In a key development in a long-running Superfund environmental cleanup effort, Atlantic Richfield Co. has agreed to pay for and finish the remediation of the Anaconda Smelter Superfund site in southwestern Montana, the U.S. Environmental Protection Agency and Dept. of Justice announced.

Under a consent decree lodged in the U.S. District Court in Butte, Mont., on Sept. 30, the company, now part of British Petroleum, has pledged to complete the cleanup work it has been performing at the 300-sq-mile Anaconda site under EPA directives issued since the 1990s.

Atlantic Richfield will pay $48 million to the Superfund program's Anaconda site account for the federal agencies' costs plus about $185,000 to the U.S. Forest Service for future oversight of cleanup work on lands that agency administers at the site.

In addition, the firm will cover the estimated $83.1-million cost of remaining cleanup activities at the Anaconda-Deer Lodge County site. 

The consent decree is subject to a 30-day public comment period and requires approval by the court.
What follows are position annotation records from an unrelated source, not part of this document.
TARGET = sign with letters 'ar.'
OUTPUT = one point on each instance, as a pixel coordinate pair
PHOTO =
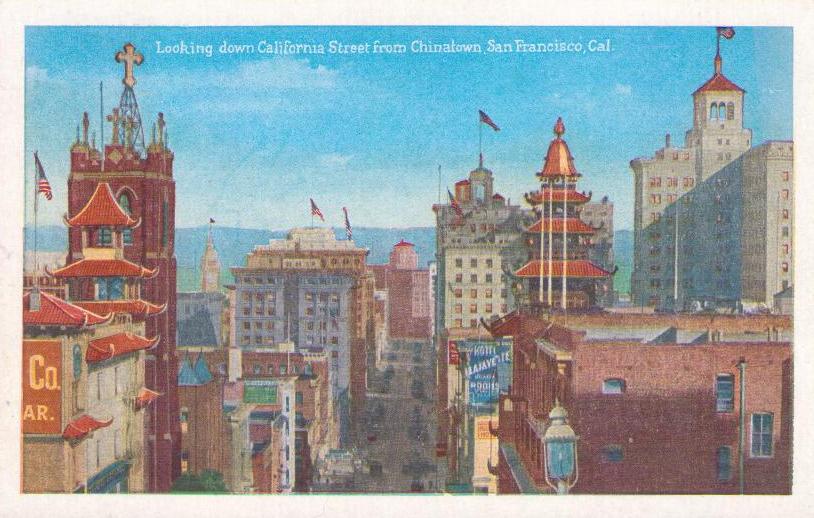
(42, 386)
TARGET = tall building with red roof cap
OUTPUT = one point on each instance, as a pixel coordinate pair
(121, 219)
(713, 219)
(559, 272)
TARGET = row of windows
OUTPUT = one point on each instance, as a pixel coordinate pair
(473, 308)
(473, 262)
(672, 181)
(473, 293)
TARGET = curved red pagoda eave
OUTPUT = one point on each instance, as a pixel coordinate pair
(119, 344)
(575, 269)
(574, 226)
(136, 307)
(82, 426)
(57, 312)
(102, 210)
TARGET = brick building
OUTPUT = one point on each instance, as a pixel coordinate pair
(140, 181)
(655, 401)
(409, 295)
(84, 399)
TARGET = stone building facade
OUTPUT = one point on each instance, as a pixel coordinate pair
(699, 210)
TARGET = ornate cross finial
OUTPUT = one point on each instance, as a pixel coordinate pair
(128, 131)
(559, 127)
(114, 118)
(129, 56)
(85, 124)
(161, 125)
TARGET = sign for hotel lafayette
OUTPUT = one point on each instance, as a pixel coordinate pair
(42, 386)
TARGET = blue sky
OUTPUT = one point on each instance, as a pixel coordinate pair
(256, 135)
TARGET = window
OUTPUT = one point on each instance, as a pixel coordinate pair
(724, 463)
(165, 223)
(105, 236)
(613, 453)
(762, 435)
(613, 386)
(724, 393)
(124, 203)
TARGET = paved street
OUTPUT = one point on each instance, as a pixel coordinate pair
(401, 422)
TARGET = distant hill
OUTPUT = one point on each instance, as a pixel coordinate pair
(234, 243)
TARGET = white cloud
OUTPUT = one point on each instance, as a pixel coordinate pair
(622, 89)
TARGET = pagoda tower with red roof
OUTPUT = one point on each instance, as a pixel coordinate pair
(558, 270)
(121, 206)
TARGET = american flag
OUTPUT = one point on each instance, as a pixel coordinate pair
(348, 230)
(42, 182)
(726, 32)
(454, 203)
(315, 210)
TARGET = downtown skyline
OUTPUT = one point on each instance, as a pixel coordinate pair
(328, 125)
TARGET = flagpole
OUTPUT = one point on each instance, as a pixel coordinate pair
(35, 284)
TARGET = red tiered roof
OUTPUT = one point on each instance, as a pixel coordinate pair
(117, 345)
(575, 226)
(558, 160)
(82, 426)
(56, 312)
(102, 210)
(576, 269)
(104, 268)
(136, 307)
(719, 83)
(145, 397)
(558, 195)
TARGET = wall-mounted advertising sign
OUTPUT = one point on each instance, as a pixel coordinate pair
(42, 387)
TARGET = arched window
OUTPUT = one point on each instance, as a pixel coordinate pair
(124, 203)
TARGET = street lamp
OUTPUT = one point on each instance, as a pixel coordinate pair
(560, 442)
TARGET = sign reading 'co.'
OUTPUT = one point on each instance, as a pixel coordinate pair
(42, 386)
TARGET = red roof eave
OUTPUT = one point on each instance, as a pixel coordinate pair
(118, 344)
(82, 426)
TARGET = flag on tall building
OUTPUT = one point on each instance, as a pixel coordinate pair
(348, 230)
(315, 210)
(42, 182)
(726, 32)
(487, 120)
(454, 203)
(454, 356)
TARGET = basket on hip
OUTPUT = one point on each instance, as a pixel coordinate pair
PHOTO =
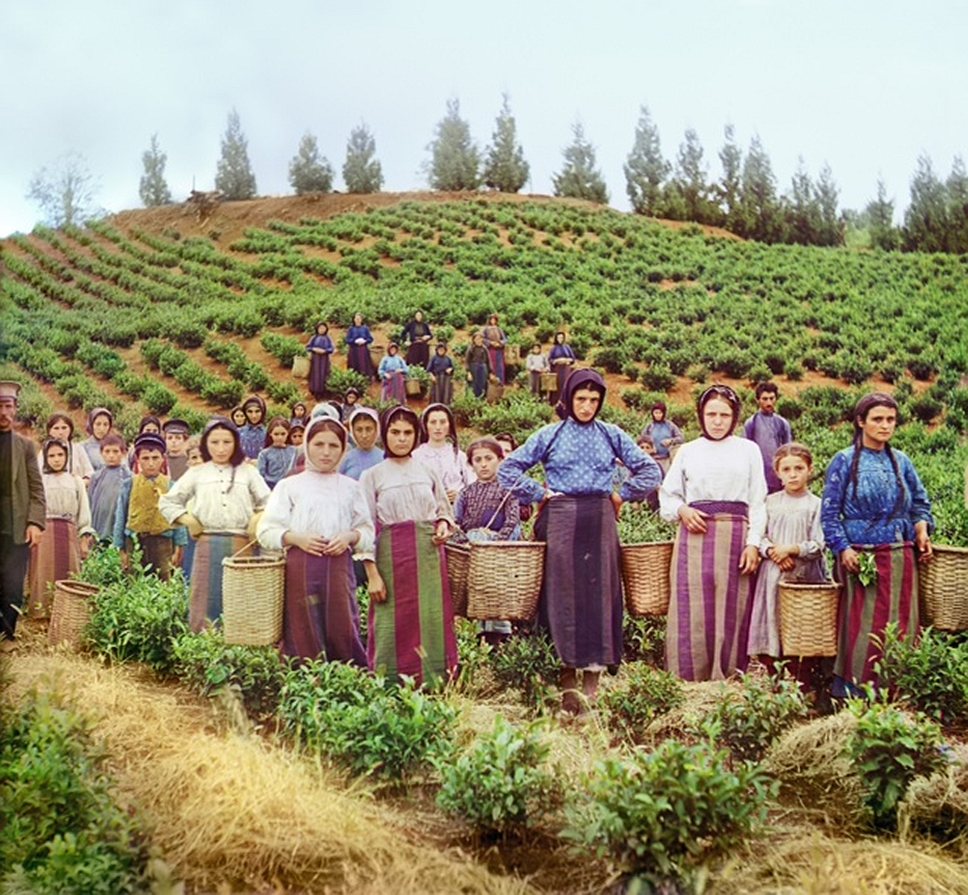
(70, 613)
(808, 618)
(943, 586)
(253, 591)
(645, 576)
(504, 579)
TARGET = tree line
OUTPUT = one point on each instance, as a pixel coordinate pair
(745, 198)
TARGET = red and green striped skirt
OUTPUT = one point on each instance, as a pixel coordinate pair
(412, 633)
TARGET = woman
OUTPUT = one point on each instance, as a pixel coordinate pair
(358, 338)
(874, 504)
(716, 491)
(417, 336)
(411, 626)
(320, 347)
(581, 597)
(664, 434)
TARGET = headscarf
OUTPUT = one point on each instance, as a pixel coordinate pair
(723, 393)
(389, 415)
(587, 379)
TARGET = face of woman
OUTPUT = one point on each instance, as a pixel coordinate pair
(400, 438)
(585, 403)
(56, 458)
(59, 430)
(717, 417)
(324, 450)
(221, 445)
(878, 427)
(438, 427)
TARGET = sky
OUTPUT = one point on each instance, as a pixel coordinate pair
(865, 86)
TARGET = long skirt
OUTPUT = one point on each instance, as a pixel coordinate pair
(318, 375)
(412, 632)
(581, 595)
(496, 356)
(707, 628)
(321, 616)
(442, 389)
(205, 597)
(358, 358)
(57, 557)
(864, 612)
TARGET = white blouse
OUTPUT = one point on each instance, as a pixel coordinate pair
(728, 470)
(217, 506)
(317, 503)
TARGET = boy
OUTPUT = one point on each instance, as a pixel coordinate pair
(137, 511)
(364, 424)
(106, 485)
(176, 441)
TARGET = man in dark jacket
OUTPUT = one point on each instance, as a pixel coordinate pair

Signatories include Atlantic Richfield, EPA, DOJ and the state of Montana. 

State law requires that the decree be open for public comment, concurrent with the federal comment period.

According to the consent decree, the signatories intend that the settlement will "resolve [Atlantic Richfield] liability for all response actions, response costs and operation and maintenance activities at the Anaconda Site."

The document also states that the does not admit that "any release or threatened release of hazardous substances at or from the Anaconda Site constitutes an imminent or substantial endangerment to the public health or welfare or the environment."

Federal and State Agencies Comment

Todd Kim, assistant attorney general for the environment and natural resources division, said that the consent decree follows other settlements with the company that have resulted in substantial improvements at the site.

Amy Steinmetz, Montana Dept. of Environmental Quality's waste management and remediation division administrator, said in a statement, "A lot of great cleanup work has already been done and this consent decree will ensure that remaining remediation needs are funded and completed."

The estimated cost of the all the cleanup work to date at the site is $500 million.

Jesse Laslovich, U.S. Attorney for the District of Montana, said in a statement, "I was born in Anaconda the same year the smelter closed and while I never saw smoke coming out of the smokestack that still stands over Anaconda, I know what it represents."

Laslovich added, "It is a symbol representing the hard work of many Anacondans, including members of my family, that built our town. But it's also a symbol of a Superfund site that has existed for far too long."

The Site's Long History

In 1884, what was then the Anaconda Copper Mining Co. began copper concentrating and smelting operations at the location. 

Atlantic Richfield bought the smelter in 1977; operations ended three years later and the facilities were dismantled.

But the more than 100 years of milling and smelting produced what EPA says are “high concentrations of arsenic, lead, copper, cadmium and zinc,” which contaminated soil, groundwater and surface water.

In 1983, EPA added the Anaconda smelter site to the Superfund National Priorities List.

According to EPA, the cleanup has been completed at several areas of the site. In those locations, operation and maintenance work is ongoing. In other locations cleanup is underway.

Completed remedial activities include cleanup of almost 1,000 residential and commercial properties, with more than 3 million cu yd of waste removed from the community and consolidated onto company property.

In addition, more than 5,000 acres of the smelter and disposal areas have been capped and revegetated, and about 1,000 acres of new wetlands created.

Paul Takahashi, an Atlantic Richfield spokesperson, said in a statement: “We are pleased to have reached this major milestone and look forward to continuing our partnership with the EPA, the state of Montana and Anaconda-Deer Lodge County to complete this important work."